Little did he know what a noble purpose awaited him when Don Ritchie,
a former Navy seaman and retired salesman, settled into a house on Old
South Head Road back in 1964. Along with his wife, Don was eager to soak
in the stunning view of The Gap, an ocean cliff at Watsons Bay in
Eastern Sydney.
But just as the vista attracts tourists from
across the globe, it also lures desperate souls looking to end their
lives with a jump, claiming an average of 50 suicides a year.
The
first time Don spotted someone on the ledge — a mere 50 yards away,
visible through his living-room window — there was no question whether
he would intervene.
He would do so again and again for half a
century. He would quietly approach the cliff, palms facing up, and
gently ask, “Is there something I could do to help you?”
Some laid their shoes and wallets on the rocks, poised to leap. Others left farewell letters.
He
offered them tea, a personal invitation for breakfast in his home
across the street. He physically removed some people from the cliff,
once lying on his stomach to reach out. But it was his smile that coaxed
them, his listening ear.
Most of the time it worked. Officials say he spared some 150 lives. His family believes the number could be 500.
One
morning Don looked out his bedroom window and saw a woman sitting on
the cliff’s edge. “I quickly got dressed and went over,” he told the
Associated Press. “She had already put her handbag and shoes outside the
fence, which is pretty common. I said to her, ‘Why don’t you come over
and have a cup of tea?’” She obliged. A few months later, she returned
with a bottle of French champagne.
The thank-you gifts poured in
unexpectedly, sometimes a decade later. Christmas cards. Letters. A
painting of an angel and brilliant sunrays with the message, “An angel
who walks among us.”
Indeed, Don came to be known as the “Angel of
The Gap,” but he shrugged off the praise. Patrolling The Gap was his
duty, a matter of fact, and he considered himself the beneficiary. “I’m
85 and even at my age, it has broadened my horizons with all the
wonderful people I have met,” he once told a reporter. “It’s important
for troubled people to know that there are complete strangers out there
like myself who are willing and able to help them get through that dark
time and come out on the other side.”
From his time in the Navy
during World War II to his years selling scales and bacon cutters, he
had “learned to talk to all different people about all sorts of things,”
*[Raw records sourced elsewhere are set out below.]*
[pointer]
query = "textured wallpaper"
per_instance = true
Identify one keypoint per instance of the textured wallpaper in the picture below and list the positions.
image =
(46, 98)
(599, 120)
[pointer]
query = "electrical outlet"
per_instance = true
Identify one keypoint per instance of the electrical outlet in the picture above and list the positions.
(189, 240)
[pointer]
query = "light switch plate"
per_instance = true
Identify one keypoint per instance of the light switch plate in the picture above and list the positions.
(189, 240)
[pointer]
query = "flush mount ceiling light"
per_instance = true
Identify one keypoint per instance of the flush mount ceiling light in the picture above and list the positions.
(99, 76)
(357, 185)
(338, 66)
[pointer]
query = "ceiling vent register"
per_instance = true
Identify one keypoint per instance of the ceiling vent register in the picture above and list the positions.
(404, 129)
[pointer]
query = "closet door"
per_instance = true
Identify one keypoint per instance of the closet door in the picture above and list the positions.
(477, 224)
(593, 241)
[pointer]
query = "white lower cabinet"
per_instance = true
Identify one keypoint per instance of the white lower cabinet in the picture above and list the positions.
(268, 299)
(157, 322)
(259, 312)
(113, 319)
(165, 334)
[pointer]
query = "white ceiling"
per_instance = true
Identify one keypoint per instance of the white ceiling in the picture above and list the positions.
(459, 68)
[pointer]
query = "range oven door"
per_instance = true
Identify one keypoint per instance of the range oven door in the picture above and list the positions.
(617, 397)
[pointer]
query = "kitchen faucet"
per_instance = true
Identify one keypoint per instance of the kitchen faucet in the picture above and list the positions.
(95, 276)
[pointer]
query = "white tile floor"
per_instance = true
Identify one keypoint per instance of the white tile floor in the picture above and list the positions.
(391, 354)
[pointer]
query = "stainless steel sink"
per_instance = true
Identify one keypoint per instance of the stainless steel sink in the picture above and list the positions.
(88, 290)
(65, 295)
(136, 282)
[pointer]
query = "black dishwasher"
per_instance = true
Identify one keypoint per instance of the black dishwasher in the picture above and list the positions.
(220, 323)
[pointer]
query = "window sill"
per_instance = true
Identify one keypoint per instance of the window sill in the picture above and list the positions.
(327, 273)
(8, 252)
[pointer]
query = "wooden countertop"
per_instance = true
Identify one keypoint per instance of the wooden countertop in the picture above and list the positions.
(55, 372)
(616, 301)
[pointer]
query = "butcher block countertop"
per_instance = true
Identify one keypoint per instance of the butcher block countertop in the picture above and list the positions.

his youngest daughter said after his death in 2012 at age 86.
Don
also recognized his training for the cliff-side ministry, saying, “I
was a salesman for most of my life, and I sold them life.”
He could draw them in and calm them down. He listened without judgment, his eyes that matched the sea piercing through bifocals.
Don
lives on today, reminding us of our Christian call to prop up neighbors
in need. We never know who is struggling, slogging through a long
winter, desperate for Easter. A text or an Instagram “like” might lend
cheer, but sometimes our physical presence is the only way. We must walk
up to the gap, palms up, and ask, “Is there something I could do to
help you?”
Capecchi is a freelance writer from Inver Grove Heights, Minn.